Originally by Tom Paxton, this song catches your ear immediately. The guitar is rich and deep, and the chord progression is one we all know, but one that’s beautiful all the same. The finger picked intro that leads into strumming is a nice choice, and shows off the nature of what’s to come. Despite the natural tendency towards rough voices in the folk movement, a clean and emotive voice like the voice of Broadway star Stark Sands absolutely is what a song like this needs. He sings in the vein of a singer like John Denver, with a straight voice that just curves around every note so perfectly.
From the moment Sands begins, his voice just reverberates through your head. The sorrowful and lonely melody is handled amazingly by his style. The lows are rich, and the highs are passionate. It’s an emotional roller coaster to listen to, but his voice is so crystal clear that he gives you shivers. That’s what Broadway training gives back I suppose!
If you think the verses sound great, then just wait until the chorus. Sands will knock you flat on you ass with how well he brings the emotion of the song out in his voice. Also, this is a good time to mention the instrumentation of the whole song. The Punch Brothers, led by mandolin whiz Chris Thile, provide the bluegrass/folk band backing. The singing is good, but when you combine it with fiddle, mandolin, string bass, banjo, and that oh so sweet guitar, you have astronomically good results.

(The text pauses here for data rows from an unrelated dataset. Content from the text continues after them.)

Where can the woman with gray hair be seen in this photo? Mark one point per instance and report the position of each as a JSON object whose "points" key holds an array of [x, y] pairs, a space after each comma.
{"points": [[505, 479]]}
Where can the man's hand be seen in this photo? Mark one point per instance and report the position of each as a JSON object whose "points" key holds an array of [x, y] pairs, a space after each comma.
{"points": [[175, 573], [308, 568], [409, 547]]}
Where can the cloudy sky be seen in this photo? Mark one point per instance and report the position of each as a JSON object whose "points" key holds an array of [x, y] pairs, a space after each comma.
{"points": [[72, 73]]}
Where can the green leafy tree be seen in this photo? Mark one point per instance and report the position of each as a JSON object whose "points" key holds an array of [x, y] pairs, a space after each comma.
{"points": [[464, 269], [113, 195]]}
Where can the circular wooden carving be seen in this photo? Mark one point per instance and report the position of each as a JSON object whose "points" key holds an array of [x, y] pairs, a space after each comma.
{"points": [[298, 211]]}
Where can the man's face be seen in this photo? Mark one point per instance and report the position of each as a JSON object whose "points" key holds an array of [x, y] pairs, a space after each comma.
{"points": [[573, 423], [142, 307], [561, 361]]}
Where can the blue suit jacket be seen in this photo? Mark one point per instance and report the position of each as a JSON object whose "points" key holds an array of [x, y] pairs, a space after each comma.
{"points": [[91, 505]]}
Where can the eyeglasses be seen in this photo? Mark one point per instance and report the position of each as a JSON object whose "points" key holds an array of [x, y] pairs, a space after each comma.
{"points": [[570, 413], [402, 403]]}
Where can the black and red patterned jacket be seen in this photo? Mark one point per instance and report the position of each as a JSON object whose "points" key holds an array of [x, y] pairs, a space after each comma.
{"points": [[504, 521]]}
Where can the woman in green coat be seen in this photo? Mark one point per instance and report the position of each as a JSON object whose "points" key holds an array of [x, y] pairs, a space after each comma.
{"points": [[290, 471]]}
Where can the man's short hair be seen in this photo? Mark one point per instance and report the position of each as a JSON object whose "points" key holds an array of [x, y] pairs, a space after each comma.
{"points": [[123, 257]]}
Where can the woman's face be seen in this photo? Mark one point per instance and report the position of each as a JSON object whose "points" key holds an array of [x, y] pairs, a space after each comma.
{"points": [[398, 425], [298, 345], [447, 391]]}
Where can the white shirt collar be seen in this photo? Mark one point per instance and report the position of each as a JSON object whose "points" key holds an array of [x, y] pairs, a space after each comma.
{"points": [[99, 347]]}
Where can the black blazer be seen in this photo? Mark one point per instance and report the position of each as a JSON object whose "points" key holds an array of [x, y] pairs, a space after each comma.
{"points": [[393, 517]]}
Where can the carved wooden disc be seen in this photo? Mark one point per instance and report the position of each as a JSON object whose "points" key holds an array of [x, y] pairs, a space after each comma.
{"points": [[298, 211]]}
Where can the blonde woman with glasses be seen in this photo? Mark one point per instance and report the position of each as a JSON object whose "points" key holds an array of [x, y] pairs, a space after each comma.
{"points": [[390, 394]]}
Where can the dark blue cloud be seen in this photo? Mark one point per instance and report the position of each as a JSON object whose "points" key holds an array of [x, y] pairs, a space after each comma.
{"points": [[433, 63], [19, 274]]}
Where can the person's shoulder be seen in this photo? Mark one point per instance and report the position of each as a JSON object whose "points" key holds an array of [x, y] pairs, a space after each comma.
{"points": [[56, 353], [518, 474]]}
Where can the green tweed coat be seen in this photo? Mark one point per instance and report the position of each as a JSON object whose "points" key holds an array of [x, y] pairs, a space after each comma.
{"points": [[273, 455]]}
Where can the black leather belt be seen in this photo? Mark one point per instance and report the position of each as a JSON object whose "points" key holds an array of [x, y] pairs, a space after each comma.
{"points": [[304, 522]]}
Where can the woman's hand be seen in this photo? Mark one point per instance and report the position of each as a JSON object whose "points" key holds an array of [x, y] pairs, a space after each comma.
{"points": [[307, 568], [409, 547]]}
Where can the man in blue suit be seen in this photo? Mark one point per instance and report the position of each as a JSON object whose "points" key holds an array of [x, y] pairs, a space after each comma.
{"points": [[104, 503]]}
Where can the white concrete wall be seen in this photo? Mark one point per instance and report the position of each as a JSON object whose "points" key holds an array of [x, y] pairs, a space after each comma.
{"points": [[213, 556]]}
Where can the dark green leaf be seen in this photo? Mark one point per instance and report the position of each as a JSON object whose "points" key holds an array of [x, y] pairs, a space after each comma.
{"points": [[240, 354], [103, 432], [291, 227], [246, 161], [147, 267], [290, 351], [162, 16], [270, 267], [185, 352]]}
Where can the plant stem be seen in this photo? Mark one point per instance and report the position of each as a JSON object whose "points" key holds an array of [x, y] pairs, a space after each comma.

Let’s talk about Paxton’s lyrics for a bit. The woeful verses perfectly capture the nature of a lost love, albeit in that way that only folk writing can accomplish. It’s that raw lamenting way that captivates you, and it perfectly shows the nature of a man in shock and pain after realizing his mistakes. He yearns for the one he loves, and you can feel it in the words, the music, and especially in Sands’ voice. Then there’s this chorus, which takes the writing factor to new heights:
Are you going away with no word of farewell
Will there be not a trace left behind
Well, I could’ve loved you better, I didn’t mean to be unkind
You know that was the last thing on my mind
It’s a man at his most vulnerable. A man who knows what he’s done wrong, but who is still kind at heart and who would give his soul, his life to have those moments back. It’s chill inducing, and though it’s an older song, it’s a song that still touches me when I hear words like that. Cherish love with every ounce of kindness in you, or one day it’ll be gone with “not a trace left behind.”
I’m kind of obsessed with this song right now, and I hope after hearing it you are too. It’s simply a beautiful cover and one that takes the message and sound of the original and does exactly what the Coen Brothers intended; brings it to the modern ear with a fresh sound so that folk music can be appreciated once again.